Al día siguiente, Chamorro trajo una gruesa pila de documentos del Registro Mercantil. En los papeles de aquellas opacas sociedades aparecían como socios los nombres de otras sociedades no menos opacas, algunas de ellas gibraltareñas, panameñas o de Liechtenstein. Pero los administradores y apoderados eran personas y entre los nombres para nosotros desconocidos encontramos otros que no lo eran: León Zaldívar, en una sola ocasión; Rodrigo Egea, que aparecía una y otra vez; Trinidad Soler, siete nombramientos en los últimos dos años. Ordenamos como pudimos aquella telaraña, en la que había participaciones cruzadas y también circulares, esto es, sociedades que eran socios de sus socios. Acabamos la jornada con dolor de cabeza y con la sensación de tener por delante una tarea inabarcable.
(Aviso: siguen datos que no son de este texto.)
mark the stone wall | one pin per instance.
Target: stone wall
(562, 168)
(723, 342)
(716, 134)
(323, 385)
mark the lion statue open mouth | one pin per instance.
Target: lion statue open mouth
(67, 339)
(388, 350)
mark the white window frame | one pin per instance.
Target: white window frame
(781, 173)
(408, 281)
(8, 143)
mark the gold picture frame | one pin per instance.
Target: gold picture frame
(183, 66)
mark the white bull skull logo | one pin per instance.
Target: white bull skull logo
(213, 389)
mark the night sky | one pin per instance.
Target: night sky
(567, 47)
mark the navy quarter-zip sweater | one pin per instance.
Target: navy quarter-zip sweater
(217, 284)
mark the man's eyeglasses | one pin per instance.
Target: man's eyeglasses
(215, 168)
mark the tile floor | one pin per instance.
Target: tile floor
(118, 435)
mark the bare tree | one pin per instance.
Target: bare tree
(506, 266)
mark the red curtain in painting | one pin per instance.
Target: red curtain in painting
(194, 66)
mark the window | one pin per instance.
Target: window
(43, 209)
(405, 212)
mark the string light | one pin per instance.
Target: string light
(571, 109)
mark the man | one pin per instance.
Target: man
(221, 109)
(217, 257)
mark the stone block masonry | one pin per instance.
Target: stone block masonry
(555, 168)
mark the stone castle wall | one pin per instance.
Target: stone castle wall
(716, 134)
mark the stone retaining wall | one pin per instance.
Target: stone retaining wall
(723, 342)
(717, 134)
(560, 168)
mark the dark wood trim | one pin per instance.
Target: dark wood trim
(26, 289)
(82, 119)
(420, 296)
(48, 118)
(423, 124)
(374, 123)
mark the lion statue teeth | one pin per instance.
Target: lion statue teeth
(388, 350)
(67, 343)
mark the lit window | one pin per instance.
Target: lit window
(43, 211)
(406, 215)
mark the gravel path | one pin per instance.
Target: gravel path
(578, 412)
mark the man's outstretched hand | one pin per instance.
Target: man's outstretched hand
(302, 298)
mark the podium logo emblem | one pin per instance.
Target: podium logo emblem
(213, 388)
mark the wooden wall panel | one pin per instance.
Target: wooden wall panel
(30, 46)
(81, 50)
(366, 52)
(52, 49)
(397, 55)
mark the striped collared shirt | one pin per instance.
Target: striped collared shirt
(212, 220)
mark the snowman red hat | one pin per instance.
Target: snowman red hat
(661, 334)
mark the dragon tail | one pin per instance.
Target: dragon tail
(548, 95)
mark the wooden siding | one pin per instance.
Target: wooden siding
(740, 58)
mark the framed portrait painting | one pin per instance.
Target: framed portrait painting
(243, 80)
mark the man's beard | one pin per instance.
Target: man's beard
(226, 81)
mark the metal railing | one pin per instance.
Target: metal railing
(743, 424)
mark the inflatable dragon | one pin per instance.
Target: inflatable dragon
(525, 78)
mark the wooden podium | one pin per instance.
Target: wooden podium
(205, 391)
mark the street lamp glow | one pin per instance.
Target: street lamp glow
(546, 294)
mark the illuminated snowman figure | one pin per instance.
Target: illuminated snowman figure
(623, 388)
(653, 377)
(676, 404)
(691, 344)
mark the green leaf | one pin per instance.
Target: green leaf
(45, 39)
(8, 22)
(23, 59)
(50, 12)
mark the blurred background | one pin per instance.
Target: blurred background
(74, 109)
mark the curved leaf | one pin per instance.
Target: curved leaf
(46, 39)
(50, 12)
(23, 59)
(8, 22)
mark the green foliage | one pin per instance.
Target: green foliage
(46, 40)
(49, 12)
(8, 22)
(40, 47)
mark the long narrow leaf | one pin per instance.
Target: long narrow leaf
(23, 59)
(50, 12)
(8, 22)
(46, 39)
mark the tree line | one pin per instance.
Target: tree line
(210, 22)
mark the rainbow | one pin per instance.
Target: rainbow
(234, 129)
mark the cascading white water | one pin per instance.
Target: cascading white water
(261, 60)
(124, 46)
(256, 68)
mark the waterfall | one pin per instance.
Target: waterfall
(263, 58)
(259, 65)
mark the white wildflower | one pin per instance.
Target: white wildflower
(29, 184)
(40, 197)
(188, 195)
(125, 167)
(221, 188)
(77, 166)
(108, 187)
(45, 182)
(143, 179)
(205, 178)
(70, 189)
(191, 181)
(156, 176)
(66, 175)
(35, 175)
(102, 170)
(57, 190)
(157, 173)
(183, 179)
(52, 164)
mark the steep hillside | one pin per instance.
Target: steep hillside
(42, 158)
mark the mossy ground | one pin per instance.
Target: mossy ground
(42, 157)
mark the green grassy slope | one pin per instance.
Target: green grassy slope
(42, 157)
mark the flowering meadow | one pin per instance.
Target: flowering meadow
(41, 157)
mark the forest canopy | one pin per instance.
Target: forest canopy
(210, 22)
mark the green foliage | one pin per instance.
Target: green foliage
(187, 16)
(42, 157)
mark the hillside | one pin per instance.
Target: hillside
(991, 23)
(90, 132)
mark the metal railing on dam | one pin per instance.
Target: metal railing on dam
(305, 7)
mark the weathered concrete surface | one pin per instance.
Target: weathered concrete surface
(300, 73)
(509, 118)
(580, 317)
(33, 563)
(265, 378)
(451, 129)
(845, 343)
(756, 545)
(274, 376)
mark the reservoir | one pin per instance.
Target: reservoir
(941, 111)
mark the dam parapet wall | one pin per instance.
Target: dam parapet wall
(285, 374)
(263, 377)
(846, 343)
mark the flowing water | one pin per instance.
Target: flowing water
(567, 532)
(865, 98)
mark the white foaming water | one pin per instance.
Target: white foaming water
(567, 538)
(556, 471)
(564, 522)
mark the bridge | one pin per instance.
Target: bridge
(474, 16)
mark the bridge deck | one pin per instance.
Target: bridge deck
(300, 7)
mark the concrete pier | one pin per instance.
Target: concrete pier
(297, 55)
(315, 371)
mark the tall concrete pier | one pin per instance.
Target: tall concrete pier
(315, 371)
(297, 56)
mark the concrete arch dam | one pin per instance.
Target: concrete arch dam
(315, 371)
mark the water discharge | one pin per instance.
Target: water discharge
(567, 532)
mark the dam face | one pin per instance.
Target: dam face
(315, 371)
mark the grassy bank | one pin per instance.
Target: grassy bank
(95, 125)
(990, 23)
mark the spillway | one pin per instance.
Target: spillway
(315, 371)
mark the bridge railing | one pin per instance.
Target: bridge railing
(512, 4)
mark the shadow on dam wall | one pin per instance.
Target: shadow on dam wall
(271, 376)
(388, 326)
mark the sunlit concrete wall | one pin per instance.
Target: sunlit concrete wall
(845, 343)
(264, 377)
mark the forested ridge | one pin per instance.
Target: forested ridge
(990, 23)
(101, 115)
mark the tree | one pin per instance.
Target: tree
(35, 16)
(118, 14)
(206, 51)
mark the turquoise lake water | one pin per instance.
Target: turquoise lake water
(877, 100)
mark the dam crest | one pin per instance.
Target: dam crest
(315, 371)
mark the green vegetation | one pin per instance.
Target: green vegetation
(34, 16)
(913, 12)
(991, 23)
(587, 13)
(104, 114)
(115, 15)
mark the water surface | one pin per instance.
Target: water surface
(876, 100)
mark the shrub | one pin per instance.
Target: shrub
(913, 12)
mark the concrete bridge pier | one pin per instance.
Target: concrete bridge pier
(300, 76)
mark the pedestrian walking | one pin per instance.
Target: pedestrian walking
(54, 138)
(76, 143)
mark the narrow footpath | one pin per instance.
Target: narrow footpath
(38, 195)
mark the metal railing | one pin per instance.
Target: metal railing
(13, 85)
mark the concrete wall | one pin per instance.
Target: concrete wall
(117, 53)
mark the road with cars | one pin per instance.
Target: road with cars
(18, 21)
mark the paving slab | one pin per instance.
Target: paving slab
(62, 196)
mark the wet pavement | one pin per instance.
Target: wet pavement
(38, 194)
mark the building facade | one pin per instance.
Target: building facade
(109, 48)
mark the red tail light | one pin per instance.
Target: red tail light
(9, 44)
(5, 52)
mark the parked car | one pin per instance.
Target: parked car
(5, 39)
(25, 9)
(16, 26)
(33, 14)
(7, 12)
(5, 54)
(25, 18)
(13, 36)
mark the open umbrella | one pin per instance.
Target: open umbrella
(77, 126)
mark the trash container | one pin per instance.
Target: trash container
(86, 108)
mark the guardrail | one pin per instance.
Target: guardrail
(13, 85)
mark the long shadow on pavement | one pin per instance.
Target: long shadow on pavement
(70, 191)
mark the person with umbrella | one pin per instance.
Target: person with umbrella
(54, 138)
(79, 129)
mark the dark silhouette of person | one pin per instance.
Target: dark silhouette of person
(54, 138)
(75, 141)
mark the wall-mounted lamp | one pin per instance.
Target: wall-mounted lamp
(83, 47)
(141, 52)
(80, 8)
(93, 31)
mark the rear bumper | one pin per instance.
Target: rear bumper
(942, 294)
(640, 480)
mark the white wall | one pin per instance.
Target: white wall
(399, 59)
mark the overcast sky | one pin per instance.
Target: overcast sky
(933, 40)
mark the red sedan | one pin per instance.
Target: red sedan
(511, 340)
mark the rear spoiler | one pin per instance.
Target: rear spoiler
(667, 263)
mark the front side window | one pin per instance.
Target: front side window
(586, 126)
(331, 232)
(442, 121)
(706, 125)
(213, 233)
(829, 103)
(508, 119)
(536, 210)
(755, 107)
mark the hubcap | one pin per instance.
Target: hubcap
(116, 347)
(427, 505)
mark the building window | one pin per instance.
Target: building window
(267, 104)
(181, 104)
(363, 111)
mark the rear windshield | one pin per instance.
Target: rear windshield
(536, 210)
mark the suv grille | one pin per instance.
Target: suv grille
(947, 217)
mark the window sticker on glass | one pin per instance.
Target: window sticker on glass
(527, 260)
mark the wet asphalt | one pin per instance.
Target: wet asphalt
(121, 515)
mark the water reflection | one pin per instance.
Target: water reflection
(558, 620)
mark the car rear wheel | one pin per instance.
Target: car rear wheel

Cuando Chamorro se fue, volví al expediente y recuperé la fotografía de Trinidad Soler, aquel muerto al que no conocía. Miré sus ojos, su sonrisa tenue y siempre benevolente. Y me forcé a recordar que él era el perdedor de la historia, y que por eso, pese a todo, yo debía seguir de su lado.
Capítulo 13 EL TOCAYO DE TOLSTÓI
Durante aproximadamente una semana, estuvimos recolectando aquí y allá diversa información sobre las pistas que se desprendían del interrogatorio de Rodrigo Egea y de la documentación que habíamos obtenido en el Registro Mercantil. En primer lugar, nos ocupamos de contrastar el incidente que Egea nos había relatado entre Trinidad y aquel tal Críspulo Ochaita. Para ello pedimos ayuda al puesto del pueblo donde habían sucedido los hechos. Nuestra gente no necesitó hacer ninguna indagación. El altercado, según nos contó el brigada que estaba al frente del puesto, había sido la comidilla del pueblo durante semanas. Al parecer, aquel Ochaita, un hombretón corpulento y, conforme había demostrado, con cierta propensión a la violencia, había sacudido como un pelele a Trinidad, de complexión más bien delgada y menor estatura. Había sido necesaria la intervención de media plantilla de la policía municipal para separarlos, y numerosos testigos respaldaban que Ochaita había proferido graves amenazas contra Trinidad. Pero nadie había presentado denuncia y el asunto había quedado en una anécdota un poco agitada para los anales del pueblo. La empresa a la que Trinidad representaba en aquel concurso seguía explotando pacíficamente y a plena satisfacción de la población la concesión de la recogida de basuras.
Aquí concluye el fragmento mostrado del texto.